Peter’s voice kicks up an octave with excitement as he explains,  “We had to tweak the order of the challenges a little bit, but you managed to pull off two of them tonight in one spectacular performance.”

“I did?”

“Yes, you did!  First, you hung in like a trooper and went the distance to finish off that donkey punch but then you went the extra mile and snuck in an angry pirate.

“An angry wha-wha?”

“Technically, there were a couple of things not quite right with your angry pirate.  You nailed the cumshot to the eyes to produce a squint, but for a proper AP, you were supposed to follow with a kick to the shin to get her hopping around like she has a ‘peg leg’.”  He makes air quotes when he says peg leg.

“Your little bunny did that to herself tonight by running into the dresser, but the result ended up being the same – one pissed off bunny hopping around on one leg, squinting.  The angry pirate!”

It’s indeed a perverse world wherein one can find out one has completed an angry pirate without even knowing such a thing exists.  It was hard not to pity Dennis.  He feels very uncomfortable involving unsuspecting women in the perversions he is asked to perform, but his situation in real life is so dire (his ex has left him in horrible debt and gave birth to another man’s child while married to him, putting him on the hook for child support so he really needs the money from winning the contest) that he forces himself to continue.  And when he feels he wants to stop, he has a lunatic handler named Mongo who forces him onward in his perverse quest.

It’s also a perverse quest of the damned.  Poor Dennis.  His dirty sanchez does not end well and he wakes in the ER with no memory of the night before and a nurse named Sarah mocking his plight.

Was there a bar fight?  Did I get hit with a bottle?   That doesn’t seem familiar at all.

I can see stairs.

Did I fall down stairs?

And why do I still smell ass?  Something in here definitely smells like a butt.  I wonder if another patient in the ER has shit themselves, but Sarah sees me sniffing the air like I’m tracking foxes on a morning hunt.  She solves the mystery for me by pointing at the  tiny sink set in the wall next to the tiny desk.

“That smell is you,” she says.  “Wash your hands and face really well with that antibacterial soap.  Wouldn’t want anybody getting E. coli because of you, Señor.”

Oh, Dennis…  But perhaps this was his instant karmic-payback for involving unsuspecting women in his quest for the title of King of the Perverts.

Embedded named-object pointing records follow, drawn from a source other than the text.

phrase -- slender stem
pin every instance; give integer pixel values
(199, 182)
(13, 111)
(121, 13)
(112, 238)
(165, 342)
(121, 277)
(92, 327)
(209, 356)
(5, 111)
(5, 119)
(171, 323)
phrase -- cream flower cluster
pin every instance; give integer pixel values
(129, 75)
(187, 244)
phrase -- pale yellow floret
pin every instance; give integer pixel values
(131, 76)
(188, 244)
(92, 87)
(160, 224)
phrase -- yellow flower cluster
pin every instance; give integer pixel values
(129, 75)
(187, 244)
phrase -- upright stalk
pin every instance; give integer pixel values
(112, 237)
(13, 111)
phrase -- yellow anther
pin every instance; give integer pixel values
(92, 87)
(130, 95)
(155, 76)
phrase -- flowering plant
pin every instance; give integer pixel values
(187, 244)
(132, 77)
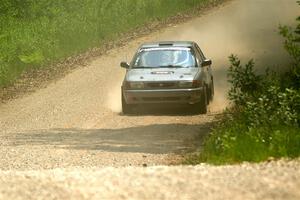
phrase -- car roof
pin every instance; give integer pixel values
(167, 44)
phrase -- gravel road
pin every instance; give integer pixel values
(69, 140)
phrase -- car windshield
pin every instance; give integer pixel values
(164, 57)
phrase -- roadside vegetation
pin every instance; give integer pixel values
(37, 33)
(264, 120)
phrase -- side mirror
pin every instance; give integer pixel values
(124, 65)
(206, 62)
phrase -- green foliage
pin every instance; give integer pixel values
(244, 82)
(265, 119)
(35, 33)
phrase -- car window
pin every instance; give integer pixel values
(158, 57)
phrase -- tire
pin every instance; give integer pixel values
(126, 108)
(201, 107)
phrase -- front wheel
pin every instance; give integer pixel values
(126, 108)
(201, 107)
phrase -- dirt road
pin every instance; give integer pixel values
(76, 121)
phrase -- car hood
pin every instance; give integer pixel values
(162, 74)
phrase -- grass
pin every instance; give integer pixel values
(36, 33)
(232, 142)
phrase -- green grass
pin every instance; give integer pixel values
(233, 142)
(35, 33)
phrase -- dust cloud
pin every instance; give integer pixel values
(245, 28)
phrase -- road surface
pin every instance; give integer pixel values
(69, 140)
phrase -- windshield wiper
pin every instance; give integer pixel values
(171, 66)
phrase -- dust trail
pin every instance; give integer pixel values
(246, 28)
(114, 99)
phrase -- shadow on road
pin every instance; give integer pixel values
(154, 139)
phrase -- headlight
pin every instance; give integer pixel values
(136, 85)
(185, 84)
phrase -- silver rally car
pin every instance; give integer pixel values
(168, 72)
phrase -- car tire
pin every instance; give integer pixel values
(126, 108)
(201, 107)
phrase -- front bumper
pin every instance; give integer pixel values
(181, 96)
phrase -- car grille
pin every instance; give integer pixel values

This is novella-length book, coming in at 111 pages, and Lowe manages to cram a lot into those pages.  There are moments when it feels rushed but I also think that Dennis’ mess and desperation of his life had to be handled in a rushed manner.  What is remarkable about this book is how full a character Dennis is.  Lowe has a gift for creating believable characters with depth even in the middle of a ludicrous or extreme plot line.  I remember the body-switched husband and father in Muscle Memory, a man who is having to deal with horrible realities as the world around him is going mad in a comedic way.  This is not something you see a lot of in bizarro – excellent character development and growth are at times thin on the ground in the genre.  You can lose track of his excellent characterization in the midst of his extreme plot, but it’s there.

All in all, this was a very good follow-up to Muscle Memory.  Lowe’s humor, ear for dialogue, love of the nasty, fine characterization and willingness to plumb the depths of absurdity make King of the Perverts an excellent book.  It has its problems – like the rom-com sort of ending I alluded to earlier – but that which works in this book far outweighs that which doesn’t.  I recommend this book and would love to hear from anyone who managed to complete an Alligator Fuckhouse without going to jail afterward.